If you own personal property which you lease or hire out, then, as the owner of these leased items of personal property, you are able to register your interest on the new PPS Register. Personal property is any form of property other than land, buildings or fixtures. It includes leases of all sorts of personal property, including office or factory equipment, machinery and vehicles.

As mentioned above, if you fail to register on the PPS Register, then you may run the risk of someone else gaining a superior interest in your property, if it is in their possession. Not only will this include situations where the lessee becomes insolvent, but also a third party could 'purchase' the leased equipment from the lessee and you may have no recourse against the purchaser to regain your property (although you may still have a claim against the lessee). Again, the new PPS laws place an emphasis on possession of property and therefore a third party could gain better rights than you in property even though you are technically the owner.

If you are entering into any new leases or hire agreements of personal property, then Kott Gunning is able to provide advice and help with protecting your interests on the PPS Register.

Deposits, bonds and rights upon default of contracts

Other rights that you may be granted under sale or supply contracts could include:

  • security deposits or bonds held as security for payments due to you; and
  • any rights which you may have to deal with another person's property if they default or breach a contract with you.
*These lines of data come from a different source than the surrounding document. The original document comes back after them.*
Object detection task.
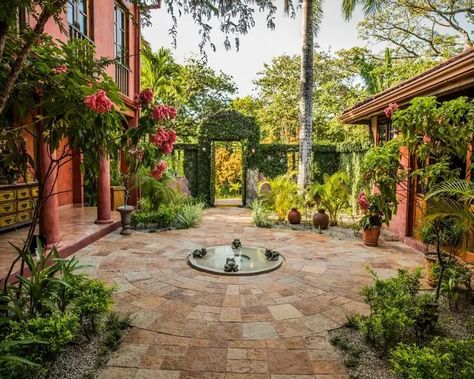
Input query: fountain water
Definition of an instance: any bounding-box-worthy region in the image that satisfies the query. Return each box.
[187,239,284,276]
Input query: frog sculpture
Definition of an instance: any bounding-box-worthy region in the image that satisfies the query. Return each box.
[231,239,242,249]
[224,257,239,272]
[192,248,207,258]
[265,249,280,261]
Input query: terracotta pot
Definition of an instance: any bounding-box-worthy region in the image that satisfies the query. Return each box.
[313,209,329,230]
[362,226,381,246]
[288,208,301,224]
[117,205,134,235]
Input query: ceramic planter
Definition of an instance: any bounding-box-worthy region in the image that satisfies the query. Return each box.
[288,208,301,224]
[362,226,381,246]
[117,205,134,235]
[313,208,329,230]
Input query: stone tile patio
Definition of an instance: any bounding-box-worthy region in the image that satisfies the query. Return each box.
[0,206,120,280]
[74,207,424,379]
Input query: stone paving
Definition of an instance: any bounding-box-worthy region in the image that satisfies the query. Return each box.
[74,207,425,379]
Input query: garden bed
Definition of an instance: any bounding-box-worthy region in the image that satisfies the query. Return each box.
[271,221,399,242]
[37,313,130,379]
[330,290,474,379]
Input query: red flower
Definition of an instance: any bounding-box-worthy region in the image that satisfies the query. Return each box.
[150,160,167,180]
[135,88,154,107]
[52,64,68,74]
[384,102,399,119]
[150,127,176,154]
[151,105,177,122]
[84,89,113,113]
[357,192,370,211]
[140,88,154,104]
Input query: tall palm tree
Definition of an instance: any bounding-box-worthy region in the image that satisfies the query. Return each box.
[285,0,381,188]
[141,46,182,105]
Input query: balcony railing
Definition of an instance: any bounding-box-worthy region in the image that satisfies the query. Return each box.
[115,61,130,96]
[68,24,93,44]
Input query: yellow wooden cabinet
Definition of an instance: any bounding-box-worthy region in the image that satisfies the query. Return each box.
[0,183,38,232]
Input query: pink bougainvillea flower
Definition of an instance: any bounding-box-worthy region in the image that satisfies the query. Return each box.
[357,192,370,211]
[150,160,167,180]
[84,89,113,113]
[52,64,68,74]
[139,88,154,104]
[384,102,399,119]
[150,104,177,122]
[150,127,177,154]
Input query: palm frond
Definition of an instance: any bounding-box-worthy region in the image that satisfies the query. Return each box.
[426,179,474,204]
[342,0,382,21]
[311,0,324,36]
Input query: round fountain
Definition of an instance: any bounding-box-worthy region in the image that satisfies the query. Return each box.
[187,239,284,276]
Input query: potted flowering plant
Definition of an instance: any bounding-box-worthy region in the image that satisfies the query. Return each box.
[116,88,178,235]
[357,192,385,246]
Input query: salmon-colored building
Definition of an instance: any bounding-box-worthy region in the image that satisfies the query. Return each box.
[340,48,474,261]
[0,1,141,246]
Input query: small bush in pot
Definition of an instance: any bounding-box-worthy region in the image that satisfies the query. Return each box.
[357,193,386,246]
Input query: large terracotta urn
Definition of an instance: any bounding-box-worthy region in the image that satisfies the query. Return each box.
[288,208,301,224]
[313,209,329,230]
[362,226,381,246]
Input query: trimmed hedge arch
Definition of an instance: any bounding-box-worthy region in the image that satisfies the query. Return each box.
[173,109,369,207]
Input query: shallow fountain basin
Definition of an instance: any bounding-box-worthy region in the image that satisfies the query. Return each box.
[187,245,284,276]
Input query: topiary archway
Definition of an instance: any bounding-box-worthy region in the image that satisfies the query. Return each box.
[194,109,259,206]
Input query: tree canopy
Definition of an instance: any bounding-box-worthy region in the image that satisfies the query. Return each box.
[358,0,473,59]
[252,51,369,144]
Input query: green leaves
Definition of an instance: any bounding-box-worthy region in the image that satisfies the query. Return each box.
[310,171,350,226]
[391,338,474,379]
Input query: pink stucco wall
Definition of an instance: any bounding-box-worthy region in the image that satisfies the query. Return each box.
[27,1,140,206]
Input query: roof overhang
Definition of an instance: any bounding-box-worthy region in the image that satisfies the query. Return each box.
[340,48,474,125]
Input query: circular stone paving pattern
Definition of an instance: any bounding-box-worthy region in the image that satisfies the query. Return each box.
[80,208,425,378]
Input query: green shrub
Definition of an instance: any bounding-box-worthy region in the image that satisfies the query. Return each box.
[131,207,176,228]
[250,199,273,227]
[132,197,204,229]
[260,174,301,221]
[430,258,472,308]
[71,278,114,331]
[175,202,204,228]
[391,338,474,379]
[104,312,132,351]
[310,171,350,226]
[358,269,437,350]
[4,312,80,374]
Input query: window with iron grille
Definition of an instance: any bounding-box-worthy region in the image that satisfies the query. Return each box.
[67,0,92,40]
[114,5,128,66]
[114,3,129,95]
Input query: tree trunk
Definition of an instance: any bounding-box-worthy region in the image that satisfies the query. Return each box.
[0,21,8,61]
[297,0,314,189]
[0,2,64,116]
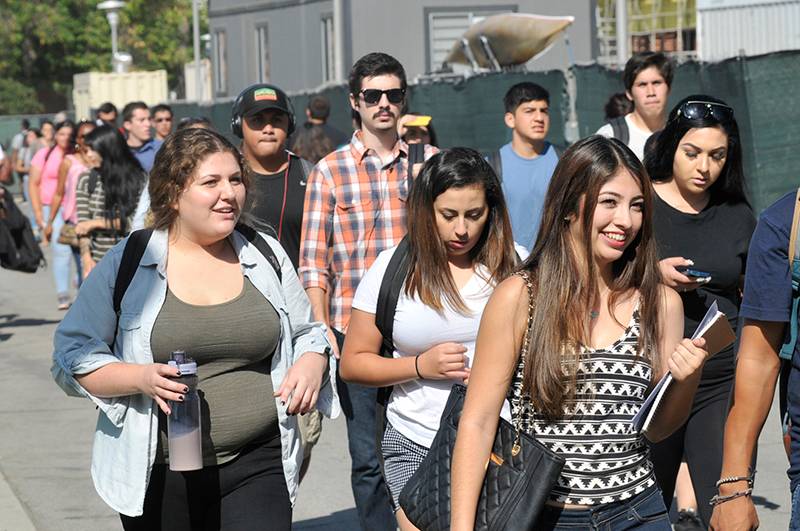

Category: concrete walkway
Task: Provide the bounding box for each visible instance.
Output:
[0,256,791,529]
[0,260,357,530]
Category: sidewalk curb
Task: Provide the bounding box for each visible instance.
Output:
[0,466,36,531]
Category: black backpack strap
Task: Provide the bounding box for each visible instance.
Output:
[375,236,411,357]
[487,149,503,182]
[406,143,425,192]
[374,236,411,405]
[109,229,152,349]
[236,223,282,283]
[609,116,630,146]
[113,229,153,315]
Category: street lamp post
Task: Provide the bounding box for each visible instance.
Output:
[192,0,202,102]
[98,0,126,71]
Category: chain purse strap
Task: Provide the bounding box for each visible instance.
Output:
[509,270,536,454]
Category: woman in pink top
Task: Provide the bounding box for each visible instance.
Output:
[48,120,97,228]
[28,120,80,310]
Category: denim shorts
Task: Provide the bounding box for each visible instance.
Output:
[537,486,671,531]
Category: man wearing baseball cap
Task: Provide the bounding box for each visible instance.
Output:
[232,84,323,482]
[232,83,314,271]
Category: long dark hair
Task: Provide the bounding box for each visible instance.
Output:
[83,125,146,233]
[405,147,517,314]
[644,94,748,206]
[520,136,662,419]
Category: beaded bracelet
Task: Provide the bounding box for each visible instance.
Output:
[716,473,755,488]
[709,488,753,506]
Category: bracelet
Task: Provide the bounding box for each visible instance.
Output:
[716,475,754,488]
[414,354,424,379]
[709,487,752,506]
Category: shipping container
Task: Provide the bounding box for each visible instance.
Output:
[698,0,800,61]
[72,70,169,121]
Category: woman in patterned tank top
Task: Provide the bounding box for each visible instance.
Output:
[451,136,711,530]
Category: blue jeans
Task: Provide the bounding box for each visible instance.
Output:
[41,205,81,298]
[333,329,395,531]
[791,483,800,531]
[538,486,671,531]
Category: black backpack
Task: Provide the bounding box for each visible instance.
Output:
[110,224,282,336]
[0,186,45,273]
[607,116,630,145]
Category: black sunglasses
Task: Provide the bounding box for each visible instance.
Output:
[359,88,405,105]
[675,101,734,122]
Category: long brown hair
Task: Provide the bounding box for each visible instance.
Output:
[521,135,662,419]
[405,147,517,313]
[148,128,252,230]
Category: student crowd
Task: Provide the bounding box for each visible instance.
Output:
[25,50,796,531]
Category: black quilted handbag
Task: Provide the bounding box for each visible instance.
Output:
[399,272,565,530]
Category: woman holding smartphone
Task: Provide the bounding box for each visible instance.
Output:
[451,136,711,530]
[340,148,519,531]
[645,95,755,526]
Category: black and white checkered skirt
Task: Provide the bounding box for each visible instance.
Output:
[381,422,429,510]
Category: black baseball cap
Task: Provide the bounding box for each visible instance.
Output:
[232,84,293,119]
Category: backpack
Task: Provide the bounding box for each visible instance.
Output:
[607,116,630,146]
[779,188,800,360]
[0,186,45,273]
[486,143,565,183]
[374,236,412,405]
[110,224,282,340]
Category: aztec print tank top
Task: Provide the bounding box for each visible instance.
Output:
[510,273,656,505]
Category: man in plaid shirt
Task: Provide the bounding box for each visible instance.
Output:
[299,52,435,530]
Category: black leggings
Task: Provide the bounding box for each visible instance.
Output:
[121,437,291,531]
[649,388,730,526]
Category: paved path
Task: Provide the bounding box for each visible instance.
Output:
[0,260,357,530]
[0,253,791,529]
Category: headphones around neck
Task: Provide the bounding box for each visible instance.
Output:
[230,84,296,138]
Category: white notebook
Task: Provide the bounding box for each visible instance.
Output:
[632,301,736,434]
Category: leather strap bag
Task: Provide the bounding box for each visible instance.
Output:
[399,271,565,530]
[57,222,79,248]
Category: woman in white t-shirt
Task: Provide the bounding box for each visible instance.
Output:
[340,147,519,531]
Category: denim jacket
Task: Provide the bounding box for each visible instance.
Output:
[51,228,339,516]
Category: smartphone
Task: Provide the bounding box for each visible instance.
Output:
[677,266,711,279]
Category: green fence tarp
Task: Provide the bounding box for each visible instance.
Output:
[4,51,798,212]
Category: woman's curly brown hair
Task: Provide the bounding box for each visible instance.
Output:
[147,128,251,230]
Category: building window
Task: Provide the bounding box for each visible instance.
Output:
[256,24,270,83]
[213,29,227,96]
[321,15,335,83]
[426,6,513,73]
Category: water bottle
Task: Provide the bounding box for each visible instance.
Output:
[167,350,203,471]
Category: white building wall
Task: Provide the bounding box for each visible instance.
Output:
[698,0,800,61]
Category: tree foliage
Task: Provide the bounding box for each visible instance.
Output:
[0,0,207,113]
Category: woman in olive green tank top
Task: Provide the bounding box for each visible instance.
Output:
[55,128,336,530]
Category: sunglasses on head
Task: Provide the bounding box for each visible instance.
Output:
[675,101,734,122]
[359,88,405,105]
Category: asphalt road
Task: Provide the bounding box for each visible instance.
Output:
[0,243,791,530]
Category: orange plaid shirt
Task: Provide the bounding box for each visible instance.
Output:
[299,130,437,331]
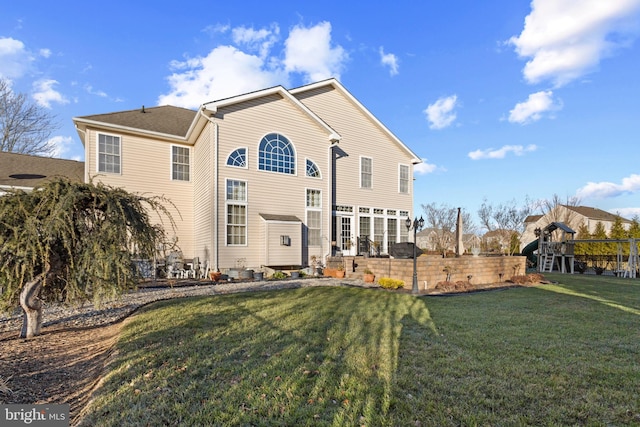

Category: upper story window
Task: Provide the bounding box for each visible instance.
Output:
[227,148,247,168]
[360,157,372,188]
[172,145,190,181]
[98,133,121,174]
[258,133,295,175]
[399,164,409,193]
[306,159,321,178]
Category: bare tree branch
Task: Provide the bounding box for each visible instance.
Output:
[0,78,59,156]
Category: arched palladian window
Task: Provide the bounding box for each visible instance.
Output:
[258,133,295,175]
[227,148,247,168]
[306,159,321,178]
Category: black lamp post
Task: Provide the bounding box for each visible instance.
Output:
[406,215,425,295]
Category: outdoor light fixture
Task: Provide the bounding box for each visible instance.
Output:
[406,216,425,295]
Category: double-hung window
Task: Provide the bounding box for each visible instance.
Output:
[226,179,247,245]
[306,189,322,247]
[399,164,409,193]
[172,146,190,181]
[98,133,121,174]
[361,157,372,188]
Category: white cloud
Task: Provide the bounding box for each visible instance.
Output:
[158,22,348,108]
[84,84,108,98]
[612,207,640,219]
[379,47,399,76]
[468,144,537,160]
[39,48,52,58]
[158,45,286,108]
[509,0,640,86]
[0,37,33,80]
[424,95,458,129]
[575,174,640,199]
[232,24,280,58]
[32,79,69,108]
[414,159,441,174]
[508,90,560,124]
[283,21,348,83]
[48,135,74,158]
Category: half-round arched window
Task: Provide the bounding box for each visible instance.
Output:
[258,133,295,175]
[227,148,247,168]
[306,159,321,178]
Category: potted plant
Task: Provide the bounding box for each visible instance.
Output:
[363,268,375,283]
[209,269,222,282]
[335,264,346,278]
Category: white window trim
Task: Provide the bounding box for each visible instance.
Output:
[170,144,191,182]
[225,178,248,246]
[305,157,322,179]
[360,156,373,189]
[398,163,410,194]
[226,147,249,169]
[96,132,122,175]
[306,188,322,247]
[257,132,298,176]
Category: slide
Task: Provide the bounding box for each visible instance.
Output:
[521,240,538,267]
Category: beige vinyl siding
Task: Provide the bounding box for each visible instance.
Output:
[295,86,414,214]
[85,128,195,258]
[213,94,331,270]
[193,124,214,266]
[296,85,415,254]
[262,220,302,266]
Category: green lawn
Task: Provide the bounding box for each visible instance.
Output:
[79,274,640,426]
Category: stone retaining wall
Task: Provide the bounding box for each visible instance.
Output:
[342,255,526,292]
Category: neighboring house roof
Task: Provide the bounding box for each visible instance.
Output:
[482,229,513,239]
[290,79,422,164]
[564,205,631,223]
[0,151,84,190]
[524,214,543,223]
[74,105,198,142]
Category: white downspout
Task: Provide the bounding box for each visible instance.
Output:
[328,141,340,262]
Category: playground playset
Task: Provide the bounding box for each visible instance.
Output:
[522,222,639,278]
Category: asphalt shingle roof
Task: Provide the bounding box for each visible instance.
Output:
[0,152,84,188]
[76,105,197,137]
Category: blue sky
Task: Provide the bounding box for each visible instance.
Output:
[2,0,640,227]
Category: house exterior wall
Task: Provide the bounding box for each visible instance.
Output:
[294,85,415,254]
[193,123,215,266]
[83,128,195,258]
[76,80,418,273]
[210,94,333,271]
[262,220,302,266]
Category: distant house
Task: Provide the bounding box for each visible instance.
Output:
[73,78,421,272]
[521,205,632,250]
[0,151,84,195]
[416,228,479,253]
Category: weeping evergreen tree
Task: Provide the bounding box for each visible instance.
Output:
[0,178,175,338]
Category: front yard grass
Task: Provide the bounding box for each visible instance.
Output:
[80,274,640,426]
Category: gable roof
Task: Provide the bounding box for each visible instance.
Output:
[0,152,84,189]
[202,84,341,143]
[563,205,631,223]
[74,105,197,142]
[289,79,422,164]
[524,214,543,223]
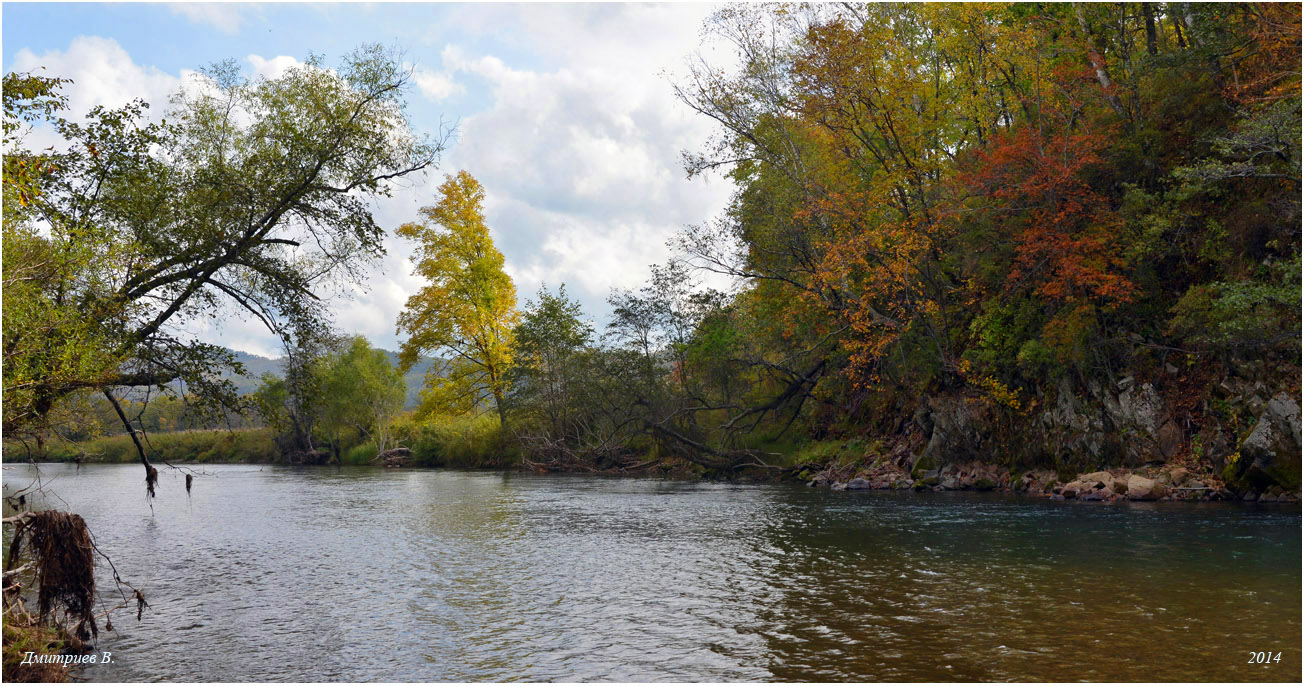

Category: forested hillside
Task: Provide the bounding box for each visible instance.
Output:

These rights may also be capable of registration on the PPS Register and can be commonly found in standard terms and conditions of a contract. However, depending on the particular contract there may be other interests that are capable of being protected under the PPS laws.

You should consider registering interests such as these to prevent other parties gaining a superior right in, say, bond payments or a defaulting party's property. We suggest you seek advice with regards to your specific contract document, or drafting new provisions to create such rights, before entering into new contracts.

Current interests temporarily protected – review your contracts

Many contracts existing as at 30 January 2012 will include provisions we have mentioned above. The PPS laws provide temporary protection of such interests for a two year transitional period only. While there may be temporary protection, you are still able to formalise these transitional interests on the PPS Register and, in any event, may wish to conduct a review of any existing contracts before the transitional period expires on 29 January 2014.

Buying a business

Purchasers of businesses should consider whether the purchase includes any personal property. Common types of personal property included in a business purchase might be:

  • inventory or stock;
  • vehicles;
  • equipment;
  • trade marks or other intellectual property;
  • rights under contracts.

Prudent purchasers should now be conducting searches on the PPS Register of all such personal property before purchasing a business to check that no other person has a prior registered interest in it.

The content of this article is intended to provide a general guide to the subject matter. Specialist advice should be sought about your specific circumstances.